Head of Yeshiva Torah Vodaas

Avraham Yaakov Pam (1913 - August 16, 2001) was the rosh yeshiva of Yeshiva Torah Vodaas in Brooklyn, New York.

==Biography==
Rabbi Pam began his career at Yeshiva Torah Vodaas in 1938, when was appointed maggid shiur (Talmudic lecturer) there. At that time secularism was on the rise in the United States, even amongst Orthodox Jews. In 1943, he married Sarah Balmuth. His teachers included Moshe Rosen (Nezer HaKodesh) and Dovid Leibowitz.

During Pam's sixty-plus years at Torah Vodaas, he held many positions. He even taught mathematics in the Yeshiva, utilizing his degree from the City College. For many years in the 1970s, 1980s, and 1990s he delivered the semicha class to students studying toward rabbinic ordination.

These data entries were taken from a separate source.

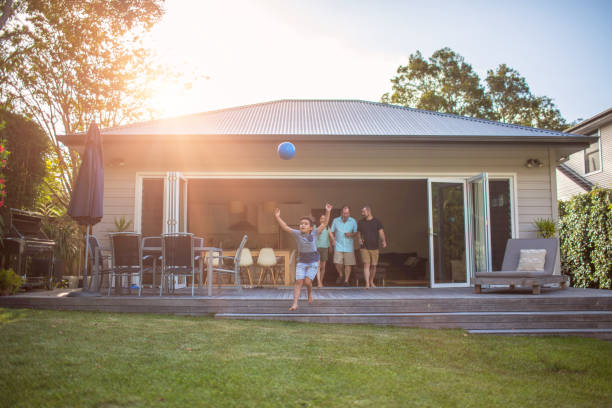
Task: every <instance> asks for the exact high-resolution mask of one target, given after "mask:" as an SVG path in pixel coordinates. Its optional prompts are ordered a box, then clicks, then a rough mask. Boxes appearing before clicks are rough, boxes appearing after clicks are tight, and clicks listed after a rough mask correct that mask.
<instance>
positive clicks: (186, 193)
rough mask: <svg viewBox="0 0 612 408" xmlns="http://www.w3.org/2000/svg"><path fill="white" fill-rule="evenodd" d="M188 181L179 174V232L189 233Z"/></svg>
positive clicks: (178, 176) (178, 226)
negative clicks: (188, 232)
mask: <svg viewBox="0 0 612 408" xmlns="http://www.w3.org/2000/svg"><path fill="white" fill-rule="evenodd" d="M187 191H188V189H187V179H186V178H185V177H184V176H183V175H182V174H180V173H179V174H178V232H187Z"/></svg>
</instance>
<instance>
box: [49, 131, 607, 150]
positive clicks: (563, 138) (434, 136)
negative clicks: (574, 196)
mask: <svg viewBox="0 0 612 408" xmlns="http://www.w3.org/2000/svg"><path fill="white" fill-rule="evenodd" d="M103 139H104V144H109V143H113V144H115V143H138V142H148V143H151V142H163V141H172V142H180V141H206V142H213V141H219V142H232V141H240V142H241V143H249V142H253V143H257V142H264V141H281V140H287V139H289V140H291V141H300V142H346V141H350V142H362V143H382V142H384V143H411V142H420V143H423V142H426V143H440V142H473V143H479V142H487V143H517V142H520V143H546V144H580V145H585V146H587V145H589V144H591V143H594V142H596V141H597V140H598V137H597V136H583V135H574V134H568V135H567V136H555V135H551V136H453V135H440V136H438V135H433V136H426V135H399V136H389V135H281V134H275V135H269V134H268V135H265V134H264V135H244V134H238V135H237V134H227V135H201V134H184V135H113V134H111V135H104V134H103ZM245 139H246V140H245ZM58 140H60V141H61V142H62V143H64V144H65V145H67V146H69V147H78V146H83V145H84V144H85V135H84V134H72V135H63V136H58Z"/></svg>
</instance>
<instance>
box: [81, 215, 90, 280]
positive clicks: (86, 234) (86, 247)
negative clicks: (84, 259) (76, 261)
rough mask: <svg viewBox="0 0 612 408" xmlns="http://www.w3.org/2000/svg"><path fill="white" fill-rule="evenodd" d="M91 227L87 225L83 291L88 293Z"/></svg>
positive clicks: (83, 272)
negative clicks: (90, 229)
mask: <svg viewBox="0 0 612 408" xmlns="http://www.w3.org/2000/svg"><path fill="white" fill-rule="evenodd" d="M90 228H91V225H87V234H86V235H85V265H84V266H83V290H84V291H86V290H87V289H88V288H87V269H88V267H89V263H88V262H87V257H88V255H89V231H90Z"/></svg>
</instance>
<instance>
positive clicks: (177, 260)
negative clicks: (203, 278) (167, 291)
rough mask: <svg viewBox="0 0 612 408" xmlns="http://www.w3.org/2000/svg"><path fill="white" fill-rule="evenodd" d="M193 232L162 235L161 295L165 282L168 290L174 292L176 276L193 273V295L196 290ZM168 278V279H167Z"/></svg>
mask: <svg viewBox="0 0 612 408" xmlns="http://www.w3.org/2000/svg"><path fill="white" fill-rule="evenodd" d="M193 248H194V241H193V234H191V233H188V232H176V233H171V234H163V235H162V268H161V285H160V287H159V295H160V296H161V295H162V293H163V288H164V283H166V282H167V283H168V287H167V289H168V292H170V291H172V292H174V289H175V287H174V280H175V278H176V277H180V276H181V275H182V276H185V277H187V276H189V275H191V296H193V295H194V292H195V271H196V266H195V257H194V250H193ZM166 279H168V281H166Z"/></svg>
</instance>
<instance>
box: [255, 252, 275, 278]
mask: <svg viewBox="0 0 612 408" xmlns="http://www.w3.org/2000/svg"><path fill="white" fill-rule="evenodd" d="M276 265H277V259H276V254H274V250H273V249H272V248H261V249H260V250H259V255H258V256H257V266H259V267H260V268H261V272H260V273H259V281H258V282H257V285H258V286H261V282H262V281H265V277H266V276H269V277H270V280H271V281H272V286H274V287H276V281H277V280H278V273H277V270H276V269H277V268H276Z"/></svg>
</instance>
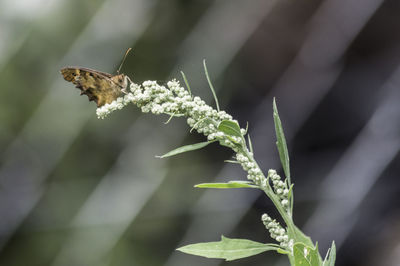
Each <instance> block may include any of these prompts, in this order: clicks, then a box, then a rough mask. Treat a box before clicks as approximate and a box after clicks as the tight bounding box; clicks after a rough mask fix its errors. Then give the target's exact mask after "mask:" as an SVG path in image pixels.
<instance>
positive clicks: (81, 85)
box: [60, 67, 123, 107]
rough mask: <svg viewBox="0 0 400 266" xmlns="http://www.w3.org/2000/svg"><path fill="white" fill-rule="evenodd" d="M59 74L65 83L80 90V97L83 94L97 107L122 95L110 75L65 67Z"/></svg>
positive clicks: (95, 70)
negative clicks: (65, 80) (73, 85)
mask: <svg viewBox="0 0 400 266" xmlns="http://www.w3.org/2000/svg"><path fill="white" fill-rule="evenodd" d="M60 72H61V74H62V75H63V77H64V79H65V80H66V81H69V82H72V83H73V84H75V85H76V87H77V88H78V89H80V90H81V95H82V94H85V95H86V96H88V98H89V101H95V102H96V104H97V107H100V106H103V105H104V104H106V103H111V102H112V101H114V100H115V99H117V98H118V97H120V96H122V95H123V92H122V91H121V89H122V88H121V86H120V85H119V84H117V83H115V82H114V81H113V80H112V75H111V74H108V73H105V72H100V71H96V70H92V69H89V68H81V67H65V68H63V69H61V71H60Z"/></svg>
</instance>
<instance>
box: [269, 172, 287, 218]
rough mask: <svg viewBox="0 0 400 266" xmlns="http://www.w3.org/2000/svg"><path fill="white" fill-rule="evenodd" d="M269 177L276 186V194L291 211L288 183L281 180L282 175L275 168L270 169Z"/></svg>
mask: <svg viewBox="0 0 400 266" xmlns="http://www.w3.org/2000/svg"><path fill="white" fill-rule="evenodd" d="M268 177H269V178H270V179H271V181H272V187H273V188H274V192H275V194H276V195H277V196H278V197H279V199H280V200H281V204H282V206H283V207H284V208H285V209H286V211H287V212H288V213H290V204H289V189H288V187H287V183H286V182H284V181H282V180H281V177H280V176H279V175H278V174H277V173H276V170H274V169H270V170H269V171H268Z"/></svg>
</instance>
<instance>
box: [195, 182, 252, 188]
mask: <svg viewBox="0 0 400 266" xmlns="http://www.w3.org/2000/svg"><path fill="white" fill-rule="evenodd" d="M194 187H197V188H259V187H258V186H256V185H253V183H252V182H248V181H229V182H228V183H202V184H197V185H195V186H194Z"/></svg>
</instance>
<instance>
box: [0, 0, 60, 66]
mask: <svg viewBox="0 0 400 266" xmlns="http://www.w3.org/2000/svg"><path fill="white" fill-rule="evenodd" d="M64 1H65V0H50V1H49V0H36V1H30V2H26V1H19V2H15V1H0V32H1V35H0V73H1V71H2V69H3V67H4V66H6V65H7V63H8V62H9V60H10V59H11V58H13V56H14V55H15V54H17V53H18V51H19V50H20V49H21V48H22V46H23V45H24V43H25V41H26V40H27V39H28V37H29V36H30V34H31V30H32V25H35V24H36V23H37V22H38V21H40V19H41V18H43V17H45V16H46V15H47V14H49V13H50V12H53V11H54V10H56V9H57V8H58V7H59V5H60V4H61V3H62V2H64ZM43 2H46V3H43ZM16 21H18V22H19V23H16ZM21 22H23V24H24V25H25V27H23V28H22V27H20V25H19V24H20V23H21Z"/></svg>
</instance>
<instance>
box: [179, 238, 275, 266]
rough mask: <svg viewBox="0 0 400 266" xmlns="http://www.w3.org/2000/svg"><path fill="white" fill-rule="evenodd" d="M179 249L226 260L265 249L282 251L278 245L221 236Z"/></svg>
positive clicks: (200, 254) (212, 257) (243, 257)
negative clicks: (217, 237) (229, 237)
mask: <svg viewBox="0 0 400 266" xmlns="http://www.w3.org/2000/svg"><path fill="white" fill-rule="evenodd" d="M178 250H179V251H181V252H184V253H187V254H191V255H197V256H202V257H206V258H215V259H225V260H227V261H230V260H236V259H241V258H246V257H250V256H254V255H257V254H259V253H262V252H265V251H270V250H274V251H278V250H280V251H282V249H280V248H279V246H278V245H274V244H263V243H259V242H254V241H251V240H247V239H232V238H227V237H224V236H222V237H221V241H218V242H206V243H198V244H192V245H187V246H184V247H181V248H178Z"/></svg>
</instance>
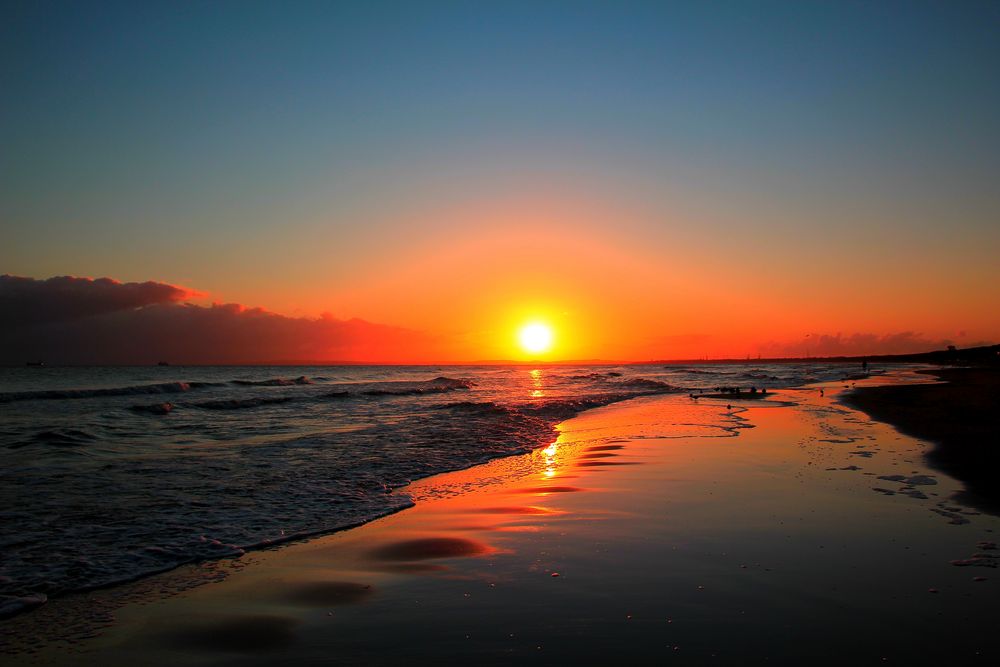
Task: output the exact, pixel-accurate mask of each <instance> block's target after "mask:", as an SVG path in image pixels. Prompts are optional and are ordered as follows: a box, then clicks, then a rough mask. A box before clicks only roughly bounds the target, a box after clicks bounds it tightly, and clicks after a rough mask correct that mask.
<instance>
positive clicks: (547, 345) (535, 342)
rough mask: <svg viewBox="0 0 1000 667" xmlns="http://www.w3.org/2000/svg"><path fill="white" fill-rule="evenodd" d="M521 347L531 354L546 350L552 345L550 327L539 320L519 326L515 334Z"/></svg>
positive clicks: (525, 351) (550, 329) (544, 351)
mask: <svg viewBox="0 0 1000 667" xmlns="http://www.w3.org/2000/svg"><path fill="white" fill-rule="evenodd" d="M517 338H518V340H519V341H520V343H521V348H522V349H523V350H524V351H525V352H530V353H531V354H540V353H542V352H547V351H548V350H549V348H551V347H552V327H550V326H548V325H547V324H542V323H540V322H533V323H531V324H526V325H524V326H523V327H521V330H520V331H519V332H518V334H517Z"/></svg>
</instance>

Pam's dress was unassuming: he preferred modern short jackets and Fedora hats to the more traditional long frock coats and Homburg hats, generally worn by heads of Yeshivas. While Pam was respected as a great talmudic scholar within Yeshiva circles, he was also widely admired for his humility and soft-spoken style.

Pam was a vocal supporter of yeshiva education for non-religious Russian immigrants to Israel through the work of his organization called Shuvu. At the keynote session of the annual 1990 Agudath Israel convention, Pam spoke impassionedly about the influx of new Jewish emigrants from the Soviet Union and his concern that their children were growing up oblivious to their religious heritage. He argued that a network of schools should be set up in Israel for those emigrants and organized a convention meeting with wealthy and influential patrons to facilitate his vision. He appointed Avraham Biderman as the chair of Shuvu, the organization founded at that meeting. After Pam's death, the organization was renamed Shuvu: Chazon Avraham, in his memory.